Cuando despertó lo primero que descubrió fue un cuaderno lleno de escrituras y un pañuelo con olor a flores, las flores lo evocó de recuerdos ensombrecidos y sin rostro y fue en busca de aquel, pero tenía 2 opciones, o ir hacia la izquierda y preguntar a todas las casas o a la derecha y cruzar el puente y consultar a los vecinos de esa zona, como sea que fue la decisión, prosiguió a la derecha y se perdió para siempre.
Aver joven ayúdeme por favor a cargar estas cosas.
¿A donde va?
Al pueblo a venderlas, hoy tenemos feria y hay que aprovechar antes de la cosecha.
Es que estoy buscando a alguien, e inmediatamente supo que ese alguien era una chica, ojeó el cuaderno que estaba envuelto bajo el pañuelo y leyó al azar
tiene un olor a fresco, a lo primero que hueles en las mañanas luego de una lluvia, huele a las flores que están a punto de caer al suelo del otoño, ni es muy fuerte para quedar golpeado, ni suave como para desear más, es el olor del descanso, en la cual te gustaría reposar.

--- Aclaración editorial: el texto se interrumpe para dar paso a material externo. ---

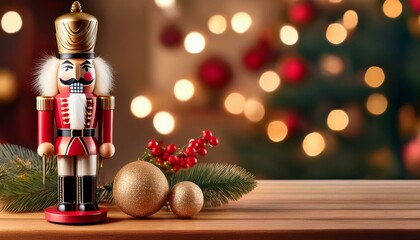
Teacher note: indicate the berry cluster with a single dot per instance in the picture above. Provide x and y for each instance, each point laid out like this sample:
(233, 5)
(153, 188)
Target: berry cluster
(171, 159)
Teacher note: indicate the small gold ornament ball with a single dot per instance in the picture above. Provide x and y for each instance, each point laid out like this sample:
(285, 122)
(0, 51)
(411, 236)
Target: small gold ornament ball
(140, 189)
(186, 199)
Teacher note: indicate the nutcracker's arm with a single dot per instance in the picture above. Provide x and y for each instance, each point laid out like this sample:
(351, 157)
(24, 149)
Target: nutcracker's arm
(45, 108)
(106, 108)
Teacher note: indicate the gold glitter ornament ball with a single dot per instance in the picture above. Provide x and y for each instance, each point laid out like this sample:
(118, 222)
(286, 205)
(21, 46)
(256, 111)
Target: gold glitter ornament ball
(140, 189)
(186, 199)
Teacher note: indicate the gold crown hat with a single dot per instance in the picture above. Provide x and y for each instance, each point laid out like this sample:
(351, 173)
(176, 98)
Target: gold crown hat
(76, 33)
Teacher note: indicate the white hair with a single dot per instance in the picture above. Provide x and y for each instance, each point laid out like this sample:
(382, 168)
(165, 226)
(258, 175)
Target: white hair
(46, 76)
(47, 70)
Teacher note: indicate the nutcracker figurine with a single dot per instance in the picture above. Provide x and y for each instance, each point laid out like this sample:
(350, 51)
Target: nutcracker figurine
(75, 93)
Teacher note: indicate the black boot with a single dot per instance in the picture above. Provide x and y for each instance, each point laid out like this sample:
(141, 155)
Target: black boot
(87, 193)
(66, 193)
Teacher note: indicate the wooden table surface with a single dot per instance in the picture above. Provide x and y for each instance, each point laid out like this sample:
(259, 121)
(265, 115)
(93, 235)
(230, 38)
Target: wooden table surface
(276, 209)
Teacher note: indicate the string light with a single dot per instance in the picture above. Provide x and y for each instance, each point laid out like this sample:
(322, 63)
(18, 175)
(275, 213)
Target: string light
(217, 24)
(313, 144)
(11, 22)
(194, 42)
(392, 8)
(241, 22)
(165, 3)
(336, 33)
(269, 81)
(337, 120)
(164, 122)
(183, 90)
(377, 104)
(350, 19)
(235, 103)
(289, 35)
(374, 77)
(277, 131)
(254, 110)
(141, 106)
(332, 65)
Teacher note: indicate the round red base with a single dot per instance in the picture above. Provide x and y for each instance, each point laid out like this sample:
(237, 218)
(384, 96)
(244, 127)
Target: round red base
(75, 217)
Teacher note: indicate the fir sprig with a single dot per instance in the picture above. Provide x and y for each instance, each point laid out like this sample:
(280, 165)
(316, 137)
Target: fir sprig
(220, 182)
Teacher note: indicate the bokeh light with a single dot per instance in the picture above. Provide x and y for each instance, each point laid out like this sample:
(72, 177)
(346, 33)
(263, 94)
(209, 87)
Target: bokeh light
(289, 35)
(235, 103)
(374, 76)
(336, 33)
(376, 104)
(8, 86)
(141, 106)
(337, 120)
(194, 42)
(350, 19)
(165, 3)
(392, 8)
(217, 24)
(184, 90)
(164, 122)
(11, 22)
(269, 81)
(254, 110)
(313, 144)
(332, 65)
(241, 22)
(277, 131)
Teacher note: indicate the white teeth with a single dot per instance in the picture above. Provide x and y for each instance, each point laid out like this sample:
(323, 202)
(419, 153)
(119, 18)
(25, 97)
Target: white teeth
(76, 87)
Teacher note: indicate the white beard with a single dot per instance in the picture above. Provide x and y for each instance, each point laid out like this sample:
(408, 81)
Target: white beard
(77, 110)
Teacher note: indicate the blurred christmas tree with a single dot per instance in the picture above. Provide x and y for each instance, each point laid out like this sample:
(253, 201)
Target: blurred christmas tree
(348, 99)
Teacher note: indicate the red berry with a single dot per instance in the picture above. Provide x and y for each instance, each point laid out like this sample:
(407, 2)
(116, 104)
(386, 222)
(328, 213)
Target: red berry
(202, 151)
(189, 151)
(200, 142)
(207, 135)
(183, 163)
(159, 160)
(152, 144)
(172, 159)
(191, 161)
(156, 151)
(193, 144)
(171, 148)
(165, 156)
(213, 141)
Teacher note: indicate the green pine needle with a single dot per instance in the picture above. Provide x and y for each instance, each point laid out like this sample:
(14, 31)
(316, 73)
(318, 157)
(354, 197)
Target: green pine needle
(220, 182)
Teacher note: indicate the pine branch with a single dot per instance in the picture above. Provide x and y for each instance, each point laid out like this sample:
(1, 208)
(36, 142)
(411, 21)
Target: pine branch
(220, 182)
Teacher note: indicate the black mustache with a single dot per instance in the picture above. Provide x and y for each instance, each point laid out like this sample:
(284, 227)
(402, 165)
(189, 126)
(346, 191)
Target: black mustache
(72, 80)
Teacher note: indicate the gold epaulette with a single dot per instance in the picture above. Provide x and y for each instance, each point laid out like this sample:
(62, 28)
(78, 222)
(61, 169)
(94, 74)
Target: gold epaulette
(107, 102)
(44, 103)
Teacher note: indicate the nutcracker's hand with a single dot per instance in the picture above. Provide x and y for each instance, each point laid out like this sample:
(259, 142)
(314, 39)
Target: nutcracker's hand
(107, 150)
(46, 149)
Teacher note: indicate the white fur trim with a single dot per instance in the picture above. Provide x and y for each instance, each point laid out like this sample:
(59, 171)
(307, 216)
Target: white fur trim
(46, 76)
(104, 79)
(77, 110)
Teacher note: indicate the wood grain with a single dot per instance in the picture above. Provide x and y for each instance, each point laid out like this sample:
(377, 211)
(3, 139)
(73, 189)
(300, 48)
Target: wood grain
(276, 209)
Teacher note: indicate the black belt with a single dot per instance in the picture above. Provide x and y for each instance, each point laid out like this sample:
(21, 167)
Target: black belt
(76, 132)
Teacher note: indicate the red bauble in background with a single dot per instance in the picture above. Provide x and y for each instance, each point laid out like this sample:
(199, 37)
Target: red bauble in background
(411, 157)
(302, 12)
(171, 36)
(293, 69)
(415, 6)
(215, 73)
(257, 56)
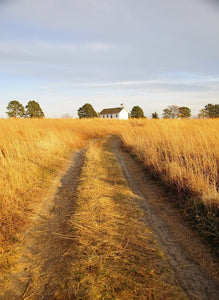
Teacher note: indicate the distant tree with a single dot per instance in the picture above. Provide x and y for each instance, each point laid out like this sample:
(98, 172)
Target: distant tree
(33, 110)
(15, 109)
(203, 114)
(137, 112)
(87, 111)
(155, 115)
(172, 112)
(184, 112)
(66, 116)
(212, 110)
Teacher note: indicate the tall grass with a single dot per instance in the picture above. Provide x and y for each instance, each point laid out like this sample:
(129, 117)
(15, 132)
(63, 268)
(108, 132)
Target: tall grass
(183, 153)
(31, 152)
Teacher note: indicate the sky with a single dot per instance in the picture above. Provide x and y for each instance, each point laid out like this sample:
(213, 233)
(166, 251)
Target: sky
(64, 54)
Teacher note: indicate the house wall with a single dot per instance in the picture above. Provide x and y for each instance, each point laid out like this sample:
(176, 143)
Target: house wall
(123, 114)
(114, 116)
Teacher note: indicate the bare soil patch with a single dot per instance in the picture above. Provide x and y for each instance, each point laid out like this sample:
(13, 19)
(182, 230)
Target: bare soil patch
(107, 232)
(42, 258)
(194, 267)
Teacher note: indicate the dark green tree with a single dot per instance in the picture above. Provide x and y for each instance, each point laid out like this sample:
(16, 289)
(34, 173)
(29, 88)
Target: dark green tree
(203, 114)
(33, 110)
(15, 109)
(137, 112)
(87, 111)
(172, 112)
(212, 110)
(184, 112)
(155, 115)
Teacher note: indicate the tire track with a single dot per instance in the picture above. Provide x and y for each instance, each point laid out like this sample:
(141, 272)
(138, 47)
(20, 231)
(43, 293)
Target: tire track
(195, 282)
(43, 251)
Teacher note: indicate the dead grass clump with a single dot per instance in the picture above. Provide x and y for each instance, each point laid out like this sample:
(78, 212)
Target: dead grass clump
(31, 152)
(114, 255)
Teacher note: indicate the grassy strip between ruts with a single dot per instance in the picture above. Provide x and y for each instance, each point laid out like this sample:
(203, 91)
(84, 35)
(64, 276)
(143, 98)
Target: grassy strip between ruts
(114, 253)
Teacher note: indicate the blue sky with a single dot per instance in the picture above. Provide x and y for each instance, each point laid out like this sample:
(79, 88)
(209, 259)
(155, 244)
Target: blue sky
(105, 52)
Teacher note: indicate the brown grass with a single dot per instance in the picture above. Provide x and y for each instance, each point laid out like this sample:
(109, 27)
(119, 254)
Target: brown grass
(114, 255)
(184, 153)
(31, 152)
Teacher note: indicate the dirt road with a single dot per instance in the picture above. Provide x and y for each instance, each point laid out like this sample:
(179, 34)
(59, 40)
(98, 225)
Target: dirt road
(44, 252)
(195, 281)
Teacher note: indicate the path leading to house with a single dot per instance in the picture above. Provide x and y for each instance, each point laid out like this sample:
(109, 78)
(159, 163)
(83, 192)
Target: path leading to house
(107, 232)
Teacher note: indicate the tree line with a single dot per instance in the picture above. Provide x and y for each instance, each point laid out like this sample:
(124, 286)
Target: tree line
(171, 112)
(32, 110)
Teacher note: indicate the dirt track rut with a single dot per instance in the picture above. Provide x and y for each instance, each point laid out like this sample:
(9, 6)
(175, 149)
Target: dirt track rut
(43, 251)
(44, 256)
(194, 281)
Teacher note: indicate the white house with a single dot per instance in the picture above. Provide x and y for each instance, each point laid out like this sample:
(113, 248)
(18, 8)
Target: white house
(115, 113)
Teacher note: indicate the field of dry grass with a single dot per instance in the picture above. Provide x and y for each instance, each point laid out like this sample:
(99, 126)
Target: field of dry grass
(184, 153)
(114, 254)
(31, 153)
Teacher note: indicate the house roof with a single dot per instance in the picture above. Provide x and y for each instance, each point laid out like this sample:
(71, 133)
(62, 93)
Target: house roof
(115, 110)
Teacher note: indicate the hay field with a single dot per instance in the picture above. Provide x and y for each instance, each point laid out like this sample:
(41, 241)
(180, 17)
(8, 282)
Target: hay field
(183, 153)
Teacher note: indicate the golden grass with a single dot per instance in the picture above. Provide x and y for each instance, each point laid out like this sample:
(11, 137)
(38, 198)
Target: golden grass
(184, 153)
(31, 152)
(113, 254)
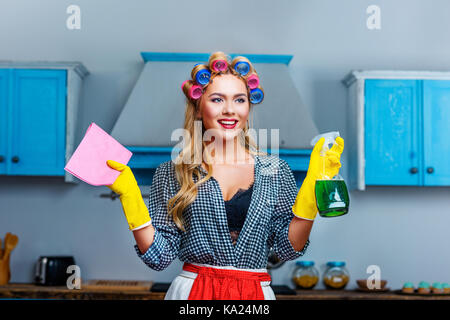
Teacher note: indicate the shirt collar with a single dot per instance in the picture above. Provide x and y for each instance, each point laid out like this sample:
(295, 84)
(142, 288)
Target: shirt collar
(201, 169)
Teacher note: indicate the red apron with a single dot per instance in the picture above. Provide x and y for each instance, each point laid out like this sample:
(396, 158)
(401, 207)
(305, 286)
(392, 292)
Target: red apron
(225, 284)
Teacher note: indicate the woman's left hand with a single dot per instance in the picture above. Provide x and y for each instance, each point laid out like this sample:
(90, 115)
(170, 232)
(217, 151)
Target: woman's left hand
(305, 204)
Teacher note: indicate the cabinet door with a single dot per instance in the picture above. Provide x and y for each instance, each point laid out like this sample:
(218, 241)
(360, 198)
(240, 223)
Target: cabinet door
(4, 80)
(37, 133)
(392, 132)
(436, 128)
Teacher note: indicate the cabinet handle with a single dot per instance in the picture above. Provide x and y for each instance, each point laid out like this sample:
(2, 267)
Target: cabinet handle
(414, 170)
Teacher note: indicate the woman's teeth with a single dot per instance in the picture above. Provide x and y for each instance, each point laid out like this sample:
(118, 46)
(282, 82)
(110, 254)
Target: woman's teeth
(228, 124)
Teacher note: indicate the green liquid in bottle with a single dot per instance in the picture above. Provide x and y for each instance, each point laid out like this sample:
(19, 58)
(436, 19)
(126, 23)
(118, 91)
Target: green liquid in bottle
(332, 197)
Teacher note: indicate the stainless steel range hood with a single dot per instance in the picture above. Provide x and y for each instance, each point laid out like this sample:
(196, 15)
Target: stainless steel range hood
(156, 106)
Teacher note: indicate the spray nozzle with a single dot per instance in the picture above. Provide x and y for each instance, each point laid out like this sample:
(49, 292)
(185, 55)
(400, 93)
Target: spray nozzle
(330, 138)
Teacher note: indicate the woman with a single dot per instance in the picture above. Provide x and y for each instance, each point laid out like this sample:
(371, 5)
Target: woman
(221, 215)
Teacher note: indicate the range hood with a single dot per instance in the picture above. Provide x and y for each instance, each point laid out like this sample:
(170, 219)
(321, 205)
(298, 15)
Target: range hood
(156, 105)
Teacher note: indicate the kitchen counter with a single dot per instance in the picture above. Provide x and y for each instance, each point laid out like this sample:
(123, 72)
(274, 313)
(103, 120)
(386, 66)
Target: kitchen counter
(30, 291)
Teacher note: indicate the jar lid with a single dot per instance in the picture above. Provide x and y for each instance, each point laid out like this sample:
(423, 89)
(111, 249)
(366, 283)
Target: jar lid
(305, 263)
(336, 263)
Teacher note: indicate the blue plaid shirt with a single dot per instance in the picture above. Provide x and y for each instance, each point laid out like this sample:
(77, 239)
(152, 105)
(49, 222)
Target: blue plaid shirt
(207, 239)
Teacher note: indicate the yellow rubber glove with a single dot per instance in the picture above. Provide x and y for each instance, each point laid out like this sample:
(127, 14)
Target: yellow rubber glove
(305, 206)
(133, 205)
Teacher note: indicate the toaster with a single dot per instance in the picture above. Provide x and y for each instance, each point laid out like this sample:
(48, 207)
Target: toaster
(52, 271)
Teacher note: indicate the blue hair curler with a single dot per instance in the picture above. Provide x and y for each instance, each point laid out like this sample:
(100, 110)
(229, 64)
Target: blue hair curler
(242, 68)
(256, 96)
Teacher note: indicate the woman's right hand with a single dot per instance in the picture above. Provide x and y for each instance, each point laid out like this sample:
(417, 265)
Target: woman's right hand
(133, 205)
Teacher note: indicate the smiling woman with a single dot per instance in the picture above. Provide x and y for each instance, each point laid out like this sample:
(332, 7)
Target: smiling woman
(223, 214)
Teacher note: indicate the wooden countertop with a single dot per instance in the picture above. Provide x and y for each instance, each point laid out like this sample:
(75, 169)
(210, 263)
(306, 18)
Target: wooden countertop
(31, 291)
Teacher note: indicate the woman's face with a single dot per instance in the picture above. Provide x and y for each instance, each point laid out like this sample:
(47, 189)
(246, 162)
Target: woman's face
(225, 99)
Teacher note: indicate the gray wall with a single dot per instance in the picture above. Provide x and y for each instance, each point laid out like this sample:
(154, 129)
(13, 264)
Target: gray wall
(403, 230)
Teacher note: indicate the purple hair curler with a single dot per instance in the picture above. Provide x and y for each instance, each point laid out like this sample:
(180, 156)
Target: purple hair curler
(253, 81)
(219, 65)
(195, 92)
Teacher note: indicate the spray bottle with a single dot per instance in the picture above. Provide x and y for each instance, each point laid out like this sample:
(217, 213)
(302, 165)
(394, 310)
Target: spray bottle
(331, 192)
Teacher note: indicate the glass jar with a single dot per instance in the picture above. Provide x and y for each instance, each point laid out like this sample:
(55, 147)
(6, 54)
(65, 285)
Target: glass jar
(305, 275)
(336, 276)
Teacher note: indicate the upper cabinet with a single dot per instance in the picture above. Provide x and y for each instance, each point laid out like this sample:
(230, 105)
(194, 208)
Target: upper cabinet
(397, 125)
(38, 111)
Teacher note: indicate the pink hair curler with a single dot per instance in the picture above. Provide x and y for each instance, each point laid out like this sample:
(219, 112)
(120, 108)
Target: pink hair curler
(219, 65)
(182, 85)
(253, 81)
(195, 92)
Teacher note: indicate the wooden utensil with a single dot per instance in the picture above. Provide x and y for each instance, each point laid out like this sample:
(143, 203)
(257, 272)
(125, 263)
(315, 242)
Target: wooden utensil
(11, 241)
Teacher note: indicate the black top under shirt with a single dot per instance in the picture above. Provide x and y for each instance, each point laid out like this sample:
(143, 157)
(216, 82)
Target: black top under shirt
(236, 209)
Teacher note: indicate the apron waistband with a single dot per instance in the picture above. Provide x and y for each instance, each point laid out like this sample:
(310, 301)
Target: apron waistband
(222, 272)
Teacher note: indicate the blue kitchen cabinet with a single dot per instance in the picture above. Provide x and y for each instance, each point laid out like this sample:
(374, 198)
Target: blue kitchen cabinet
(38, 105)
(4, 81)
(436, 123)
(397, 128)
(392, 132)
(37, 122)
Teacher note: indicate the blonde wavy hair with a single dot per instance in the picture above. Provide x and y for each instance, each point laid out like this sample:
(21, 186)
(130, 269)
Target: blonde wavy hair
(186, 169)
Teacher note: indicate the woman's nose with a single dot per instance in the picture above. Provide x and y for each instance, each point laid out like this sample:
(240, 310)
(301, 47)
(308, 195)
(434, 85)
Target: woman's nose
(228, 107)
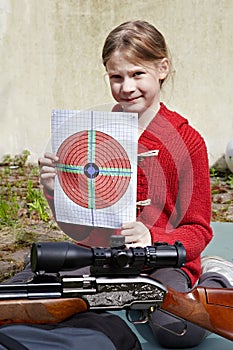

Cogió el pañuelo y era ese olor descrito.
Estoy buscando a alguien.
Bueno, en el pueblo están todos, no hay nadie en estas casas, todos salieron temprano, vamos acompañeme que no vamos a demorar mucho.
y se fue, y se alejo, utilizó un camino muy largo que lo conduciriía a otros pueblos, a ciudades, a ríos, a cruzar pampas, montañas, a conocer más personas, a conocer el amor y el odio, a conocer la paz y la guerra, las guerras, a artistas, a pintores, a ilusionados, a ingenuos y rufianes, a futuros tiranos, a seres inmortales.